Project overview

This is a pipeline that scrapes the url for the most recent National Transit Database excel workbook, and transforms it into a local sqlite database

Libraries Used

  • os
  • re
  • sqlite3
  • yaml
  • tempfile
  • pandas
  • requests
  • bs4 (BeautifulSoup)
  • prefect
  • sqlalchemy
  • janitor
  • tqdm
  • math

Configuration

  • Configurations are loaded from a YAML file conf/main.yaml.

Main Functionalities

Scraping

  • scrape_monthly_ridership_url(url): Scrapes the given URL to find and return the absolute URL, file name, and month-year of the ridership Excel file.

Downloading

  • download_excel_workbook(file_url, output_dir): Downloads the Excel workbook from the provided URL to the specified output directory.

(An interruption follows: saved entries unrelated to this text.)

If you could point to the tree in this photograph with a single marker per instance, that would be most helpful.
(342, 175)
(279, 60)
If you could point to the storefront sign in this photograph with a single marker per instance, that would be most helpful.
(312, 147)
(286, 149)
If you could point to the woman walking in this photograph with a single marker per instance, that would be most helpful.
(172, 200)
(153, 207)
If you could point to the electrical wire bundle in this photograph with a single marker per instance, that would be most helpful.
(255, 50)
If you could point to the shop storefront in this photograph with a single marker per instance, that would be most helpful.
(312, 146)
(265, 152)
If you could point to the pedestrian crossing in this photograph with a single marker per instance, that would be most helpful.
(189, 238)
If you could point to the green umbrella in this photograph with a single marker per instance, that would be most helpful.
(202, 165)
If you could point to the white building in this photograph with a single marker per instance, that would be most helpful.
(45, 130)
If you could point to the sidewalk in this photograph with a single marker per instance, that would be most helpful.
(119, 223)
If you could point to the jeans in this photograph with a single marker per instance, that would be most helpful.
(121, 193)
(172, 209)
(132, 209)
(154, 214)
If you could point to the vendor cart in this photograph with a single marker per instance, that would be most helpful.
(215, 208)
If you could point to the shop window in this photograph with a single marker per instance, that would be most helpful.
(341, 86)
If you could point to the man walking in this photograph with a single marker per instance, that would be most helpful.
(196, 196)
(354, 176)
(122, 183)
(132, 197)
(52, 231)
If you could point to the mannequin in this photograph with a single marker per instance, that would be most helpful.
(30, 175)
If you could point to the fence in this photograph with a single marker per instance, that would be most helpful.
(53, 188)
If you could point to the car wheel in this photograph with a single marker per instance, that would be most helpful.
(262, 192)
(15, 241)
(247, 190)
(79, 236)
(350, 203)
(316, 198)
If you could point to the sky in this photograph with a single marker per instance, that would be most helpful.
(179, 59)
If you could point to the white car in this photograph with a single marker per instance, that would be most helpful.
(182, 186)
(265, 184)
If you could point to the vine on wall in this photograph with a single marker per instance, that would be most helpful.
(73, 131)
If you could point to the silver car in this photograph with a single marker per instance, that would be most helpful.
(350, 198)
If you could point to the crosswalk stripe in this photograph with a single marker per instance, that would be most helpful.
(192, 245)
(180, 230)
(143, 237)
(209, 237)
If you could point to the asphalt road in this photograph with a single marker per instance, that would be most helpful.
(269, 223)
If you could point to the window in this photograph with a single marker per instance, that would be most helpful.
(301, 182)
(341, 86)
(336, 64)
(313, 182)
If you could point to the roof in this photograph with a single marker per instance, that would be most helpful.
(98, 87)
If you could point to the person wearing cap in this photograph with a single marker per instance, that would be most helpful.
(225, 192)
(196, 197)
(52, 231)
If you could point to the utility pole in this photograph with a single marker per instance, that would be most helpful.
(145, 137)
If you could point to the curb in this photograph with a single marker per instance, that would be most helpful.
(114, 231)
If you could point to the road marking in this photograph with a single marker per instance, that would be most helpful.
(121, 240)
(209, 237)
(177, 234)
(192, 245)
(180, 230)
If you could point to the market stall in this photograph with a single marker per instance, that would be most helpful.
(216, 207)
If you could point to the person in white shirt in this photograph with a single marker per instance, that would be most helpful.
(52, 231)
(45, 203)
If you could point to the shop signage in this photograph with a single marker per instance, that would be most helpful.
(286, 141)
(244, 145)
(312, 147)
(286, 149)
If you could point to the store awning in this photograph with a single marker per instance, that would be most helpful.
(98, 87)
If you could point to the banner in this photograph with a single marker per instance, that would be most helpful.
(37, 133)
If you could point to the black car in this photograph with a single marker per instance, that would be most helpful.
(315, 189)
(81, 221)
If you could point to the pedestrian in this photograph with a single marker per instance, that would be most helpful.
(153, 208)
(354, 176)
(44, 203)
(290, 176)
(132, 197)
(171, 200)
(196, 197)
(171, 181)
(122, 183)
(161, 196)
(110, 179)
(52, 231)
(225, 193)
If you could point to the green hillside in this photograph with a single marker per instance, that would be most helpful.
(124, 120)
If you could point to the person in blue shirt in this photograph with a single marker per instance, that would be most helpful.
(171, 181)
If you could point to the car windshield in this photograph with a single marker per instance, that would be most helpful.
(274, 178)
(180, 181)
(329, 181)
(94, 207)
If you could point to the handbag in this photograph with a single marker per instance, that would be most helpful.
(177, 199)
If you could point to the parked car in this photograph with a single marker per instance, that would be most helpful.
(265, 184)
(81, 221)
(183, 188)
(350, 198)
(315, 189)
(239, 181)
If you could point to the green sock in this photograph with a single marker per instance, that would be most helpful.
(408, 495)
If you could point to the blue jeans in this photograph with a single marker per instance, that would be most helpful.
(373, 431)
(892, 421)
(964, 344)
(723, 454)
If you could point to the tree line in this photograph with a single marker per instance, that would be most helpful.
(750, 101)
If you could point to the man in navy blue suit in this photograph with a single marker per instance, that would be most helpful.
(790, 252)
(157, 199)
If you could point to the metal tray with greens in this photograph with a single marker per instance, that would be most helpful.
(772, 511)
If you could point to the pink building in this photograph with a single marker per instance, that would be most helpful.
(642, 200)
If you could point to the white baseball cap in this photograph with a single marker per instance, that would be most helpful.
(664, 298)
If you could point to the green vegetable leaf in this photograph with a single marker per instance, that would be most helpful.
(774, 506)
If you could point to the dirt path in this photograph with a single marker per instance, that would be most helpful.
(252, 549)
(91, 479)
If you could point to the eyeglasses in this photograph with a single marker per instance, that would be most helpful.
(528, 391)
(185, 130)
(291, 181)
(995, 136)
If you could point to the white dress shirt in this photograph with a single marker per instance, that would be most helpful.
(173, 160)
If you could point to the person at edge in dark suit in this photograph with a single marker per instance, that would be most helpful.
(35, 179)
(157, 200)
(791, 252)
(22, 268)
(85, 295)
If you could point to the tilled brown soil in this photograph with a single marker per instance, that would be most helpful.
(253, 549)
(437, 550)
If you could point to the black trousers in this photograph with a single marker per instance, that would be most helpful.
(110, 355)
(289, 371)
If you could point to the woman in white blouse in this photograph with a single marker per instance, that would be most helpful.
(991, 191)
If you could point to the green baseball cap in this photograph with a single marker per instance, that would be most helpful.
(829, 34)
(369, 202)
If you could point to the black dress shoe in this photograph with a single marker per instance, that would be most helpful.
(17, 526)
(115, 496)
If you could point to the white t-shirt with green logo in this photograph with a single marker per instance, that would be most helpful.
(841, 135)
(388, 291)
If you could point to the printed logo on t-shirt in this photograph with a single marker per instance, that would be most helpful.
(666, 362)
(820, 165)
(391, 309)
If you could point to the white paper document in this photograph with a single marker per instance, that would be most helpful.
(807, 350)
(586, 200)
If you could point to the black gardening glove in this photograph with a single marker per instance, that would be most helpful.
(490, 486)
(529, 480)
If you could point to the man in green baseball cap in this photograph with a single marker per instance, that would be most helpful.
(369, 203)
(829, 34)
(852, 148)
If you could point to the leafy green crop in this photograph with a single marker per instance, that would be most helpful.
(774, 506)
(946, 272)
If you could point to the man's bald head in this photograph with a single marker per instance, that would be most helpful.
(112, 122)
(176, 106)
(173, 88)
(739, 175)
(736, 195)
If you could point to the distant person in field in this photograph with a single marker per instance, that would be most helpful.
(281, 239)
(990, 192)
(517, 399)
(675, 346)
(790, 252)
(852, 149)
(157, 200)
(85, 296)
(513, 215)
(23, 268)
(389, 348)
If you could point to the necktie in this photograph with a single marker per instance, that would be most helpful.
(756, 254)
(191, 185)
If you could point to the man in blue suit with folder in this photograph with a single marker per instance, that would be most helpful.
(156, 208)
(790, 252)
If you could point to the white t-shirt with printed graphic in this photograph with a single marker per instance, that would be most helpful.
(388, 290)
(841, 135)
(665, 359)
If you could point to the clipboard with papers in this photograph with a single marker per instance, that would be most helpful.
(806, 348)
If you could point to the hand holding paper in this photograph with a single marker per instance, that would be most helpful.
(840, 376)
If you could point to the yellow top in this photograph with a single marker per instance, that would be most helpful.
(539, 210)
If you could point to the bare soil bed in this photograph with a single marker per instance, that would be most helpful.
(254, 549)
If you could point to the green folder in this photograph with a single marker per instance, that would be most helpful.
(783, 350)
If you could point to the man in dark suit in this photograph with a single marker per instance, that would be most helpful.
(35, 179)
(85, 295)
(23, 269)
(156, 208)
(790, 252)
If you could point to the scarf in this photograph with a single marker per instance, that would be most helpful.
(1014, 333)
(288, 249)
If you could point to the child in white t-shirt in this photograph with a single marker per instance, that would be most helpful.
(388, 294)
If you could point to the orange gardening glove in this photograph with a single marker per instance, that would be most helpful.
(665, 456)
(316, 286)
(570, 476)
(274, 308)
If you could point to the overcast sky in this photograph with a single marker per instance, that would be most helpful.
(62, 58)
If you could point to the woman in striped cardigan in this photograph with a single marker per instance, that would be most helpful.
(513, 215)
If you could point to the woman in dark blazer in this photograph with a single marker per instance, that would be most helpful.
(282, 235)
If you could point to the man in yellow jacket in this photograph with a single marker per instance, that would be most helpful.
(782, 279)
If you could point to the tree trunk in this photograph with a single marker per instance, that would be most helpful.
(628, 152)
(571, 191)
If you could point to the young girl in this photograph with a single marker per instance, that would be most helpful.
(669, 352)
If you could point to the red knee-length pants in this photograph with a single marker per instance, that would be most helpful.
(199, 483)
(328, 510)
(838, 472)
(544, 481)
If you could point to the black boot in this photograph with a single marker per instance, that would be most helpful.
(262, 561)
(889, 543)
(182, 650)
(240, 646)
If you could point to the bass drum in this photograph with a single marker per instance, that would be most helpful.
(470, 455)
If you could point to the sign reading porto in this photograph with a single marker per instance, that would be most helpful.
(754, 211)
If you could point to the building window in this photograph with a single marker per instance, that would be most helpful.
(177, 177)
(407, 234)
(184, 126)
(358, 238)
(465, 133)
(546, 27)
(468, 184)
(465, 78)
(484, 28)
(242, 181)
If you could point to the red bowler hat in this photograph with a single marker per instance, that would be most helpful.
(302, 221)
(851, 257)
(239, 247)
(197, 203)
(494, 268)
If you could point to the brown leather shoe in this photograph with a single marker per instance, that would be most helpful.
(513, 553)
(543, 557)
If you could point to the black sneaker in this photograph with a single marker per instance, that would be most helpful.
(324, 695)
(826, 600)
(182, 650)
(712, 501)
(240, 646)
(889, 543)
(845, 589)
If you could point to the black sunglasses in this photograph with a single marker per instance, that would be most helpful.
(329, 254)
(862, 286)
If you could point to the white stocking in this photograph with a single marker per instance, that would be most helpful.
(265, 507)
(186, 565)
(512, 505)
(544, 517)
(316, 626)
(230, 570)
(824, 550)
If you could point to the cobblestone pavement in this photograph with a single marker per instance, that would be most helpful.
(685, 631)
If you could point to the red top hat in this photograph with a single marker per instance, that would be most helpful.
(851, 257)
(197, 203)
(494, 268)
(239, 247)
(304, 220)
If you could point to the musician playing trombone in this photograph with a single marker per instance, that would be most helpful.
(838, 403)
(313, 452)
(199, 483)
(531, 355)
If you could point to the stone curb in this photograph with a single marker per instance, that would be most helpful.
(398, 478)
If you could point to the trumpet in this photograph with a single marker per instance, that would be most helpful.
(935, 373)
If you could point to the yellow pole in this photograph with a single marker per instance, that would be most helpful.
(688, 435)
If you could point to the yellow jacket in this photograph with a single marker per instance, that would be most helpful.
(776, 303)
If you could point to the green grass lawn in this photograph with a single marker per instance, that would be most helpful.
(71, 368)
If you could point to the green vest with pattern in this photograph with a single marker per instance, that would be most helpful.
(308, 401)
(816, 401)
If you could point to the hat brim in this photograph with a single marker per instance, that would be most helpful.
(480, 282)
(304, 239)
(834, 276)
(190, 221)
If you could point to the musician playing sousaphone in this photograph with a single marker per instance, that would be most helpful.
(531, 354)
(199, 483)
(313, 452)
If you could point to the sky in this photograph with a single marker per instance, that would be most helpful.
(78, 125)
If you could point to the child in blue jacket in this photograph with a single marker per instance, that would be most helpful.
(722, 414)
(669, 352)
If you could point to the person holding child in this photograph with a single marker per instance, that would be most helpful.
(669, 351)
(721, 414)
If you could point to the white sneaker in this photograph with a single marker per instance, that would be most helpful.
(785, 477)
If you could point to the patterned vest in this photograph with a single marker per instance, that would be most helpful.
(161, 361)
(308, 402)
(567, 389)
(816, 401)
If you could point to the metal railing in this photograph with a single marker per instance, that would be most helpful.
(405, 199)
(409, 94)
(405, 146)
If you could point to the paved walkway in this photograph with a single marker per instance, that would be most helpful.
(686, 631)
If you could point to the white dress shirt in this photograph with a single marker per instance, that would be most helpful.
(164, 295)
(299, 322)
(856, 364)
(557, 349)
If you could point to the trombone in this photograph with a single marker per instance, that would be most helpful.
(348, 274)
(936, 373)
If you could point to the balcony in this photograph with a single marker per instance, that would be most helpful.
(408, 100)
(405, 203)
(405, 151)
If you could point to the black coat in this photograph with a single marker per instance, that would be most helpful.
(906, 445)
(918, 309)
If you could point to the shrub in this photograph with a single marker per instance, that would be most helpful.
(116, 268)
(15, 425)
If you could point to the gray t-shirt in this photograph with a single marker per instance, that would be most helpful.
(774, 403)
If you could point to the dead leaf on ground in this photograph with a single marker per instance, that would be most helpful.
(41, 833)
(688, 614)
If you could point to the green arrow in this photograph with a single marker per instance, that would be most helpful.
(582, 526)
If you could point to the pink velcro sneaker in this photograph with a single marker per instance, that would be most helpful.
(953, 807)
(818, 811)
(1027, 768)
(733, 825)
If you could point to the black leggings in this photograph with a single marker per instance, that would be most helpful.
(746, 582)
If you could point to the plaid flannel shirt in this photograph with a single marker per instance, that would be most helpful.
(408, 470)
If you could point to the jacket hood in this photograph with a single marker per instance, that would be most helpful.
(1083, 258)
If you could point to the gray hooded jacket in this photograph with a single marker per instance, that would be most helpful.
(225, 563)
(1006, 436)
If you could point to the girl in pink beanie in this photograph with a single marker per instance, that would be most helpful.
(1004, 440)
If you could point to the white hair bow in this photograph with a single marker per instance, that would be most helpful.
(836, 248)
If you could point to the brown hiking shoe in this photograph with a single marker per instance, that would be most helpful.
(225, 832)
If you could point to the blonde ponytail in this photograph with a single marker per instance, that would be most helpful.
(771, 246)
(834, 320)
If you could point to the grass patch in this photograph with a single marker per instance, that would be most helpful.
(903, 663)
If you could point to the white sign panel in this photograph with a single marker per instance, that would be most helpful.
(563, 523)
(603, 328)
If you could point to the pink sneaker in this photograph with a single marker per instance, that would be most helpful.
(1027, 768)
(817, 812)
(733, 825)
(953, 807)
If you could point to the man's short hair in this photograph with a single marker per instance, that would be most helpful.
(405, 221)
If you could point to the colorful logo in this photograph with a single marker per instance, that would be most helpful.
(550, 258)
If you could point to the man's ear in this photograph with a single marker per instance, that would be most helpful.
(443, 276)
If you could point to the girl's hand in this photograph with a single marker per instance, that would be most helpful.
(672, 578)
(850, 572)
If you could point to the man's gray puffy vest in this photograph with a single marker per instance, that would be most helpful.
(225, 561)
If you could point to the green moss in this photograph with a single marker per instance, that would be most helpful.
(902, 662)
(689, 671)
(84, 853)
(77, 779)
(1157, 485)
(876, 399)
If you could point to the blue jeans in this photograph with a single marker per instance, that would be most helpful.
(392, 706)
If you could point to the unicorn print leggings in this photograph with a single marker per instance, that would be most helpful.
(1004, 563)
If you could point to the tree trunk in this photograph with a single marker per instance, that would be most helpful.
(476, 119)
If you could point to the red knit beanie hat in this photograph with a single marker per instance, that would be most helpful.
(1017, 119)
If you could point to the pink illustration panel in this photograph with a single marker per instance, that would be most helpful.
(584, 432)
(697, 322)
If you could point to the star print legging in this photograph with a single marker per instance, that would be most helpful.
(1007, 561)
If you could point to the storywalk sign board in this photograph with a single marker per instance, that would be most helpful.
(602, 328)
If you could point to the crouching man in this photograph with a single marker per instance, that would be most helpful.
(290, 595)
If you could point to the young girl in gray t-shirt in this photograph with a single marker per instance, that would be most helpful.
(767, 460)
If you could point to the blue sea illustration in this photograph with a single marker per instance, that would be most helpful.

Reading and Transforming Data

  • read_excel_workbook(file_path, sheets): Reads the specified sheets from an Excel workbook.
  • read_sheet_from_excel(xl, sheet_name, sheet_index): Reads a specific sheet from the Excel workbook.
  • transform_data(df, value_name): Transforms the data in the dataframe according to the configurations specified.

Merging and Saving Data

  • merge_transformed_data(dfs): Merges a list of dataframes based on specified ID columns.
  • save_data_to_intermediate_file(df, sheet_name, output_dir): Saves the provided dataframe to an intermediate Parquet file.

Database Operations

  • Class AgencyModeMonth: Represents a table in a database for storing monthly ridership data.
  • save_data_to_database(df, db_path): Saves the dataframe to a SQLite database.
  • transform_to_star_schema(db_path): Transforms the data into a star schema for database storage.

Prefect Flows

  • scrape_download_flow(url): A Prefect flow for scraping and downloading data.
  • transform_merge_upload_flow(file_path): A Prefect flow for transforming, merging, and uploading data.

Usage

  1. Ensure all required libraries are installed.
  2. Configure the conf/main.yaml file as per requirements.
  3. Run the script to perform the data scraping, transformation, and storage operations.

Note

  • This script requires a proper configuration file and external data sources to function correctly.
  • It is designed to handle specific data formats and may need adjustments for different data structures.